I am reading the "Algorithm Design" (Kleinberg et al). Inside this book, at the chapter 11.6 there is an inequality I have failed to resolve.
Considering $\beta=m^{(1/3)}$ and $|I|>=1$ (it is a set) divide the follower inequality by $\beta^2$:
$ \beta^2|I^*|<=2(\beta^3|I|+m)+\beta|I|) $
The book say that this division results:
$ |I^*|<=(4m^{1/3}+1)|I| $
I try several time to resolve this inequality but I have never succeeded in referring to the above formula.
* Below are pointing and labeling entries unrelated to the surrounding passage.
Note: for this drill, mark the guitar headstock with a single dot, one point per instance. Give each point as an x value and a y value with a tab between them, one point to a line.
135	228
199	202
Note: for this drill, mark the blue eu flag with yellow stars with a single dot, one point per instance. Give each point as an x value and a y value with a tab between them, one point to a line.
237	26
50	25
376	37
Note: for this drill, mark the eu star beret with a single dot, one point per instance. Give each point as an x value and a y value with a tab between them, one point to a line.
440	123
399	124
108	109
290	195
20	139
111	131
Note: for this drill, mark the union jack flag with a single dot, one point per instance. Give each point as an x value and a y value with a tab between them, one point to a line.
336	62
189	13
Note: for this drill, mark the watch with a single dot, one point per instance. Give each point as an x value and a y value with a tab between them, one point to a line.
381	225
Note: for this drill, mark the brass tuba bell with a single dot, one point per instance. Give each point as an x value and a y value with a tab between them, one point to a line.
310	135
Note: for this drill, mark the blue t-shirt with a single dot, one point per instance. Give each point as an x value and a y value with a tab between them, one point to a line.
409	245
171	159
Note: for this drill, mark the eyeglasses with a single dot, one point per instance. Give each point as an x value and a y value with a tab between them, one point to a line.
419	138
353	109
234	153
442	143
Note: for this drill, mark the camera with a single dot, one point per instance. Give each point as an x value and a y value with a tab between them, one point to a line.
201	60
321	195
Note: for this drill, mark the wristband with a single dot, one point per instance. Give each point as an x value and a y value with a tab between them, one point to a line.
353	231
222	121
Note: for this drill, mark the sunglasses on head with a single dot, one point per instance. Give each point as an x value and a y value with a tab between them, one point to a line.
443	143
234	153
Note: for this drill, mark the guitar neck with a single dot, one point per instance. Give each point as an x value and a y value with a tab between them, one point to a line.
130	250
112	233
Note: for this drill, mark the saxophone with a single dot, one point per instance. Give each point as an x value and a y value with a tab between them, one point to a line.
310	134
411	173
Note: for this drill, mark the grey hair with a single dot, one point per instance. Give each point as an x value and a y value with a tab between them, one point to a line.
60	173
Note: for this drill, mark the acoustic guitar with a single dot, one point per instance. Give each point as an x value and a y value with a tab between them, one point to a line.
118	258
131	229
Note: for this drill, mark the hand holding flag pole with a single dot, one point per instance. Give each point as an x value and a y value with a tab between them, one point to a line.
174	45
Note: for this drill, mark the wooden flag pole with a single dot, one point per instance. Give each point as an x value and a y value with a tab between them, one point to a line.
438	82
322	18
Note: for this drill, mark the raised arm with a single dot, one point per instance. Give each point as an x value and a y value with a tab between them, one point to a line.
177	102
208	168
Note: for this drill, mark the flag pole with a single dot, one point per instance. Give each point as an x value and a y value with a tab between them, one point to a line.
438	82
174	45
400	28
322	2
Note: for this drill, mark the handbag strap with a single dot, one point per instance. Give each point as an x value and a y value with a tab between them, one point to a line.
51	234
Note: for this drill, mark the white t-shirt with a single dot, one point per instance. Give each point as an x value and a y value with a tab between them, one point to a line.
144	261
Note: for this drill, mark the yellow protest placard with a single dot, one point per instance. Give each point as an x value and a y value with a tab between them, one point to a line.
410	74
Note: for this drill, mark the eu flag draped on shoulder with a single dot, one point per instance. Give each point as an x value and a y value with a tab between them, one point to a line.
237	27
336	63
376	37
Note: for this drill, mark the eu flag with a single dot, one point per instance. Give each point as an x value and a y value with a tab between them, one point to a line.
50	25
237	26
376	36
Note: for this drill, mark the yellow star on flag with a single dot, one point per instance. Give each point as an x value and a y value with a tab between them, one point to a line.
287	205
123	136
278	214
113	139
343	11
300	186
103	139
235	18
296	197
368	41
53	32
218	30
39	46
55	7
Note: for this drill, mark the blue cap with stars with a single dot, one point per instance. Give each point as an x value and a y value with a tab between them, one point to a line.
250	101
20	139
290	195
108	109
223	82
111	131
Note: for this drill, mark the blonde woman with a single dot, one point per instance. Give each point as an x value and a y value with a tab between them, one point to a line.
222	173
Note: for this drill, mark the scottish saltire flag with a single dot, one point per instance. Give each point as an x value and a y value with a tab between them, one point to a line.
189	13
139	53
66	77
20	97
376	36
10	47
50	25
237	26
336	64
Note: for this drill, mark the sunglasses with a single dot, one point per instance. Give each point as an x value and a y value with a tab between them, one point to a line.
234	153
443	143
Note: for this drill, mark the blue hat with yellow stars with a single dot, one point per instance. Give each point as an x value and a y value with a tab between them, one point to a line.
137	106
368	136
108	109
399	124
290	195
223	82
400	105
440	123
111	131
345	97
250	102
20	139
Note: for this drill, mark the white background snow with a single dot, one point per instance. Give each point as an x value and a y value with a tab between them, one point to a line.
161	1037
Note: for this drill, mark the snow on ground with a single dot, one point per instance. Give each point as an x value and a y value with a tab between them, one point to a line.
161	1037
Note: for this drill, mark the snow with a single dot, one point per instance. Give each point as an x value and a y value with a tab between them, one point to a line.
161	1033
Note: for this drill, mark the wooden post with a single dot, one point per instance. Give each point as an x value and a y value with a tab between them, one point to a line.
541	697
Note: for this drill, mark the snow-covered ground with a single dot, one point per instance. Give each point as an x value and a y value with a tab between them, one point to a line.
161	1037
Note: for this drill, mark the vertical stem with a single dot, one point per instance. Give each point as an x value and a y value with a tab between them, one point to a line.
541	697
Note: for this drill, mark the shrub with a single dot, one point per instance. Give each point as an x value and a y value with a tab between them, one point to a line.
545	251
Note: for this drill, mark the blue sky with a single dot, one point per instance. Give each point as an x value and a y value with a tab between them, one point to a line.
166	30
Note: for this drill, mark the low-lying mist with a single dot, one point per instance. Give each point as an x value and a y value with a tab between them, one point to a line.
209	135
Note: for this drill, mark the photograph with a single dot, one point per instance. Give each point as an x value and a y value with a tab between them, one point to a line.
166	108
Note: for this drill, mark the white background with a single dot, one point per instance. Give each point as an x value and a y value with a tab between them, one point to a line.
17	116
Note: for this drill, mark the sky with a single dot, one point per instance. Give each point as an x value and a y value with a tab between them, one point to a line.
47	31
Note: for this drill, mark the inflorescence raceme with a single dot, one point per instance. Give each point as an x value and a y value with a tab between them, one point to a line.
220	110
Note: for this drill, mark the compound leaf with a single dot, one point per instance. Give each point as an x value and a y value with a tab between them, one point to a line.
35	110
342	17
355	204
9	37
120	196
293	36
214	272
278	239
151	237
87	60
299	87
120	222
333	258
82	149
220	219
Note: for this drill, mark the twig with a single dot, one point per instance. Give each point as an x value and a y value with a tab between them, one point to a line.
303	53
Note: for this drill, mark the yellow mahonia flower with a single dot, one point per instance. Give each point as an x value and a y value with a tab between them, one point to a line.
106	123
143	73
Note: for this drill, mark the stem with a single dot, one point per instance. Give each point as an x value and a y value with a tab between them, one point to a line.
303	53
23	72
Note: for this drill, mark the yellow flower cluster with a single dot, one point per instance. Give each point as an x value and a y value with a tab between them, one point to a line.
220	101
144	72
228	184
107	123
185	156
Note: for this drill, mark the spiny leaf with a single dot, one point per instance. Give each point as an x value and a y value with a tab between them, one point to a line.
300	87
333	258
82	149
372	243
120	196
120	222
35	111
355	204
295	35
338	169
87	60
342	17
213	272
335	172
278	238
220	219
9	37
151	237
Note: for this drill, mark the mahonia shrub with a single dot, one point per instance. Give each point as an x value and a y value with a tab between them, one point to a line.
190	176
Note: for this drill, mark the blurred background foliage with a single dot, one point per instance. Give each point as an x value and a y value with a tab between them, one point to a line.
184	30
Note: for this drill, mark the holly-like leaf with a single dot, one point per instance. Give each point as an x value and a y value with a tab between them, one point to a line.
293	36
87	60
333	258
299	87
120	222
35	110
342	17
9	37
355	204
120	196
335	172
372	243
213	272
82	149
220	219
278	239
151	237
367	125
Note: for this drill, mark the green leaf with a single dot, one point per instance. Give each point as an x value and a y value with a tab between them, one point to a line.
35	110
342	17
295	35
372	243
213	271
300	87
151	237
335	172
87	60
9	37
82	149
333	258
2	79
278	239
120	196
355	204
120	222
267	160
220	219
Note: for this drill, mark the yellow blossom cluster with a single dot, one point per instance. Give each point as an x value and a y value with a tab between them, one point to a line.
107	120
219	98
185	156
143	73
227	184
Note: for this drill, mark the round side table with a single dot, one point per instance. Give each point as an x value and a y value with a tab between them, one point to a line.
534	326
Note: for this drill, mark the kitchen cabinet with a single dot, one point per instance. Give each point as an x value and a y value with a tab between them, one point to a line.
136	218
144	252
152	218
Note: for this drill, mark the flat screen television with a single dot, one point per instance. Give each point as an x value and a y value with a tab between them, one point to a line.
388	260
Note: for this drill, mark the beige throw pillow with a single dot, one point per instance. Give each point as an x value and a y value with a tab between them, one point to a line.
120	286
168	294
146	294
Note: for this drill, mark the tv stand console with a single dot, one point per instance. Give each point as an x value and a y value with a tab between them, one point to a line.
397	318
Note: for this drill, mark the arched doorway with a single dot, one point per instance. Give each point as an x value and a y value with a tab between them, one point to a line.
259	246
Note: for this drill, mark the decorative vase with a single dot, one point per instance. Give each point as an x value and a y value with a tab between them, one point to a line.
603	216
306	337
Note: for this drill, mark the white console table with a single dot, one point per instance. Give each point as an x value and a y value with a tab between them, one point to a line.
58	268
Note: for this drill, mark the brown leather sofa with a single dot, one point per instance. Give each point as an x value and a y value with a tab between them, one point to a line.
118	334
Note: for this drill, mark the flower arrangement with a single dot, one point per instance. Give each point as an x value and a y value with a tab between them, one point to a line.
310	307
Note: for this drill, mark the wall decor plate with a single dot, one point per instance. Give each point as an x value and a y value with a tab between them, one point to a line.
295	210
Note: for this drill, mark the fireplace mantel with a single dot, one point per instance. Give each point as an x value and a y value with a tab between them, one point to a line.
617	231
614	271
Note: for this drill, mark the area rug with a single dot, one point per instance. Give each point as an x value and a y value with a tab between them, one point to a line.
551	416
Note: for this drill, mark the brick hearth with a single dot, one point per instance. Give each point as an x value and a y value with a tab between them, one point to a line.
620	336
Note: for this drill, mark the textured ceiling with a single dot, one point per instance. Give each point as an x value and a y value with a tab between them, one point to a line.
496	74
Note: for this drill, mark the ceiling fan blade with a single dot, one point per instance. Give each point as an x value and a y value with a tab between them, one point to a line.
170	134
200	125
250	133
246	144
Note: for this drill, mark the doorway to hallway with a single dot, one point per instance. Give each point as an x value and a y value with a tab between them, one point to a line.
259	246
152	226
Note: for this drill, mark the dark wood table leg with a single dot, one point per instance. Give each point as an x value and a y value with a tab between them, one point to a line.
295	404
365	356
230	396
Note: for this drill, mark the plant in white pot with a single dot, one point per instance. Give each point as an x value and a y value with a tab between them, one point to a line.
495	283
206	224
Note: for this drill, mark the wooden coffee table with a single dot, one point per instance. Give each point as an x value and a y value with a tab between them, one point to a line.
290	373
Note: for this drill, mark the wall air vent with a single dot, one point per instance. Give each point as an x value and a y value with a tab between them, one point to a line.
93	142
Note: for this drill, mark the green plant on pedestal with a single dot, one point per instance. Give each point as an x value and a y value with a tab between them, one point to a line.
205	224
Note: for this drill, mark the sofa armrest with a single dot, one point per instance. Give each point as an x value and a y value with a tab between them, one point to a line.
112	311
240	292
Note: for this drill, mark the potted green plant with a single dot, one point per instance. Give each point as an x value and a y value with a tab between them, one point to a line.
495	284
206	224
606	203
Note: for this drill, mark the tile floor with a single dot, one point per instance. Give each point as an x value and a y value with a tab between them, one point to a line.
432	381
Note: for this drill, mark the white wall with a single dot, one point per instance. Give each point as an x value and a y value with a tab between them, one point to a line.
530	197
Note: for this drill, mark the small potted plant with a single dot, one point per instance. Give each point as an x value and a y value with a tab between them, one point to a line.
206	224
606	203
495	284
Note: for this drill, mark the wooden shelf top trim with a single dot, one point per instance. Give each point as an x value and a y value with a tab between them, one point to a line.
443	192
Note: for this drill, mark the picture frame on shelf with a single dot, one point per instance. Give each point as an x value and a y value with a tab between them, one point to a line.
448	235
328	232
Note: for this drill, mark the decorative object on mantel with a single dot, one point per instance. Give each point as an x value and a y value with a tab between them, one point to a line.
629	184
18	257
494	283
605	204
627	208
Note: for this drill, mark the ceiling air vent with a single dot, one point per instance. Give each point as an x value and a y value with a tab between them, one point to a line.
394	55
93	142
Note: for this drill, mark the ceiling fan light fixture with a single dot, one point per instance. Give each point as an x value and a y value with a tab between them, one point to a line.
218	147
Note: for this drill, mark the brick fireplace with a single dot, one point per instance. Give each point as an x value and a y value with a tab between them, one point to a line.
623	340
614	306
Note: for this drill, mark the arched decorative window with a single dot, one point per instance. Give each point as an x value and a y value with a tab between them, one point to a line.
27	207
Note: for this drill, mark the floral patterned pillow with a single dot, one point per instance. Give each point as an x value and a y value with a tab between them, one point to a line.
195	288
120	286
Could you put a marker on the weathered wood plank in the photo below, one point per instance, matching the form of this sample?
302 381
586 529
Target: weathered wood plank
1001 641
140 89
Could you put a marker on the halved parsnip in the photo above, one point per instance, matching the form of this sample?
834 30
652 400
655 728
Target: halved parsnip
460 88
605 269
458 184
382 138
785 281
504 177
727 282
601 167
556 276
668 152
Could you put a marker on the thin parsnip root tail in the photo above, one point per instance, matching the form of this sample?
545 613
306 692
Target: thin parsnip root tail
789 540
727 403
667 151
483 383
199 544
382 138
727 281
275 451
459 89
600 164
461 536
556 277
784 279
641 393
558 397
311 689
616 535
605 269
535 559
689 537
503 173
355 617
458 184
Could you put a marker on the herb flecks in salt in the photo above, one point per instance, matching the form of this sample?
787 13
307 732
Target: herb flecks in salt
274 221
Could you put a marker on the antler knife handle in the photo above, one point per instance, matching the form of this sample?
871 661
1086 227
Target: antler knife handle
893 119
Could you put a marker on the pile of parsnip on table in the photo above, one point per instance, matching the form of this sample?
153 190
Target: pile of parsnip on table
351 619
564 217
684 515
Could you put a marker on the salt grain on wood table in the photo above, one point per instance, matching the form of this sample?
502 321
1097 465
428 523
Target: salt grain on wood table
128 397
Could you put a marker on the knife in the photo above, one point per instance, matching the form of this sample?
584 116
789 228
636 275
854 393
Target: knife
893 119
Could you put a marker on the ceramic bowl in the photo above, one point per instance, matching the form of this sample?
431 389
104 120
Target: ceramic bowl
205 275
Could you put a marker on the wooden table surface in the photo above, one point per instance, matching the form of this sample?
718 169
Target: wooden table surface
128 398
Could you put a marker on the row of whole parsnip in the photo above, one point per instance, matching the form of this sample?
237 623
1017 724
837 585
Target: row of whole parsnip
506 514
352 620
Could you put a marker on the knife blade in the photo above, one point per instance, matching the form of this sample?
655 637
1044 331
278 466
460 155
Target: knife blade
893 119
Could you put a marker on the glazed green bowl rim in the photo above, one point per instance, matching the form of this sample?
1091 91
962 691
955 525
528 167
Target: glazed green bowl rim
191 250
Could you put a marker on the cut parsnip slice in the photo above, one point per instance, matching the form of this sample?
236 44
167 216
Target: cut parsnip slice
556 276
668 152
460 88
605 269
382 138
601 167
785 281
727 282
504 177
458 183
For more details on this inequality you can see the Kleinberg book at p. 630.
Thanks, Marco
We have of course $\beta^3 = m$, so we can rewrite the original expression as
$\beta^2 |I^*| \leq 2(\beta^3|I| + \beta^3) + \beta |I|$.
Then dividing by $\beta^2$,
$|I^*| \leq 2 \beta |I| + 2 \beta + \frac{|I|}{\beta} = 2m^{1/3} |I| + 2m^{1/3} + \frac{|I|}{m^{1/3}}$.
The two short steps that are glossed over in the proof are to notice that since $|I| \geq 1$, $2m^{1/3} \leq 2m^{1/3}|I|$, and (since presumably $m \geq 1$) that $\frac{|I|}{m^{1/3}} \leq |I|$. Then we have
$2m^{1/3} |I| + 2m^{1/3} + \frac{|I|}{m^{1/3}} \leq 2m^{1/3} |I| + 2m^{1/3} |I| + |I| = (4m^{1/3} + 1)|I|$, as desired.